С моих губ готовы сорваться подростковые слова: «Это не моя ошибка, что он убежал, как я могла остановить его»? Я могла бы кричать о том, как все это несправедливо, о том, как они лгали мне, и что, если они мне не доверяли, то они не должны были отпускать Леви со мной. Я могла бы издеваться над тем, что если бы пропала я, то никому бы не было до этого дела. Прошлая «Я» сказала бы все эти вещи.
Настоящая «Я» ненавидит маму за то, что все ее слова правда. Я не заслужила доверия. Я была глупой, безумной, и я пренебрегала братом, потому что хотела веселиться. А теперь вот, что произошло. И все из-за меня.

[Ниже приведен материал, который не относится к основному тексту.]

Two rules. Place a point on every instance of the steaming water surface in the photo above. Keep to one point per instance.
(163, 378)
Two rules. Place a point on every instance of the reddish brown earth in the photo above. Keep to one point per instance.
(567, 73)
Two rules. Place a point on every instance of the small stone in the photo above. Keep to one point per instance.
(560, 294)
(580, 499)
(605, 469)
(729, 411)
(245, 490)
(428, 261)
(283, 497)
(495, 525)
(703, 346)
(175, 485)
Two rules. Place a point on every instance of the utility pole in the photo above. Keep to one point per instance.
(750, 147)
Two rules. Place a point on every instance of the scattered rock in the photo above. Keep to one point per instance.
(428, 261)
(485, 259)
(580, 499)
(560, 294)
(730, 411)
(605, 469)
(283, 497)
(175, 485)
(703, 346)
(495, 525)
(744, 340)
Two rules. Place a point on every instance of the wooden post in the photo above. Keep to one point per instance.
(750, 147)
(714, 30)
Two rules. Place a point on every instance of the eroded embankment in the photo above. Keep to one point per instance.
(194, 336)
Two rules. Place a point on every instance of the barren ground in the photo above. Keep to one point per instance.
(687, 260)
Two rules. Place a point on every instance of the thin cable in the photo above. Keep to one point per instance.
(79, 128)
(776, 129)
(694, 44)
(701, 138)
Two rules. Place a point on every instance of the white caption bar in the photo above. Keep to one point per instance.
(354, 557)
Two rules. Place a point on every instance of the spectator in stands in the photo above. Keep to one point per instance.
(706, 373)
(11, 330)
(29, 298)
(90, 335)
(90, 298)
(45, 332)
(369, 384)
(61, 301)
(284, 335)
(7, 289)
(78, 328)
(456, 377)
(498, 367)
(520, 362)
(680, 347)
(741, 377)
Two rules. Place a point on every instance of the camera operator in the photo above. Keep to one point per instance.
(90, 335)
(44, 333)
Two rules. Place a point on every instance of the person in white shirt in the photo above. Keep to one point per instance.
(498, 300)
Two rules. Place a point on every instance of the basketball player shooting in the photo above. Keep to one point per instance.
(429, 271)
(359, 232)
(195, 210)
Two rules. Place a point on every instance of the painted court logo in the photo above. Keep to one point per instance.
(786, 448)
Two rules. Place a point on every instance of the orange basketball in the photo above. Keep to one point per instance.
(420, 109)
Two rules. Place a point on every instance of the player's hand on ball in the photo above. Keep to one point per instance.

Я бы предпочла умереть, чем сказать, что мама права в своей ненависти ко мне.
– Я хочу подняться в вашу комнату, – говорит мама. – Там должна быть какая-нибудь подсказка.
– Я тоже пойду, – шепотом отвечаю я. Если мама найдет что-то, что я пропустила, она просто бросит это мне в лицо и будет использовать как доказательство против меня, но это судьба, от которой я не могу убежать.
Я почти забыла, что Гейбл все еще здесь. Мы с мамой идем к двери, и, внезапно, я вижу его, сидящим за столиком, на котором стоит недопитый эспрессо.
– Ты не должен здесь оставаться, – говорю я парню. – Если хочешь, то можешь идти. Я не буду тебя ненавидеть за это.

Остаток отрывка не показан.